A pure soul in a sound body should precede study of mere facts. Locke’s ideas of education are thus described by Quick: “His aim was to give a boy a robust mind in a robust body. His body was to endure hardness, his reason was to teach him self-denial. But this result was to be brought about by leading, not driving him. He was to be trained, not for the university, but for the world. Good principles, good manners, and discretion were to be cared for first of all; intelligence and intellectual activity next; and actual knowledge last of all.... The prevalent drill in the grammar of the classical languages was to be abandoned, and the mother-tongue was to be carefully studied.... In everything the part the pupil was to play in life was steadily to be kept in view.”
And yet to-day, when the editor of one of our magazines proposed that our university students discuss the question, “What order of studies is best suited to fit the average man for his duties in the world of to-day?” or, “What is the relative importance of the various branches of education in fitting a man to secure his own happiness and rendering him a useful citizen and neighbor?” the president of Yale University replied: “Some of the men hesitate to give the official sanction of the university to a debate on short notice on questions of which most of the contestants know very little. Why should not our university students know and choose the practical studies? If they do not know them, why not?”[181]
Manual training and mathematics
There are educators, however, who are willing to break away from the conservatism of the past, and who advocate a change of methods in the elementary schools. Such are the thoughts presented by the superintendent of public instruction in the State of Michigan, in a manual issued in May, 1900. There is sound sense in the following paragraphs, which will appeal to all who consider the needs of a child’s mind. He says:—
“It is the duty of the schools to produce parallel growths of all the faculties, leaving the pupil free to swing out into the realm of choice with no distorted tastes or shortened powers.

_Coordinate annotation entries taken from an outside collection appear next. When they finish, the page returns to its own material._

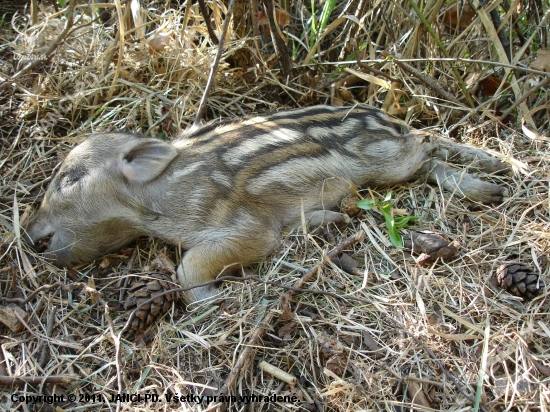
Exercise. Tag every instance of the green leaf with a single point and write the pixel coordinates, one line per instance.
(395, 237)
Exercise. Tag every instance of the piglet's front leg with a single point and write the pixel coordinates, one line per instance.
(209, 259)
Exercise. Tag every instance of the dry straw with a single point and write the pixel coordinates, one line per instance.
(407, 336)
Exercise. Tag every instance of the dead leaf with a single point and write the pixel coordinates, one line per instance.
(417, 394)
(285, 304)
(9, 318)
(281, 16)
(458, 16)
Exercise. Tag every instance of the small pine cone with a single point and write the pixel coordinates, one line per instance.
(150, 294)
(519, 280)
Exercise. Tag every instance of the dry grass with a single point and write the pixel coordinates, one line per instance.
(428, 338)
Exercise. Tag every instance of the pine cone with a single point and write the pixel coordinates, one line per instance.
(150, 294)
(519, 280)
(430, 246)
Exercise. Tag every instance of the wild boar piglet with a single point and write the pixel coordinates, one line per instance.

The training of the hand ministers to this parallel development.
“We remember when the sciences were taught wholly from the text. Later, the principles of Pestalozzi entered the class room, and we stood open-eyed and open-minded, as the truths of science were demonstrated with the proper apparatus in the hands of the teacher. But to-day Froebel’s idea has taken possession, and the pupil performs the experiment. It is his hand that creates the conditions; it is his eye that watches the changes, his hand that notes them. Science teaching has thus adopted the manual training idea; and such are the results that Latin, Greek, and mathematics are no longer considered as the only intellective subjects for college training.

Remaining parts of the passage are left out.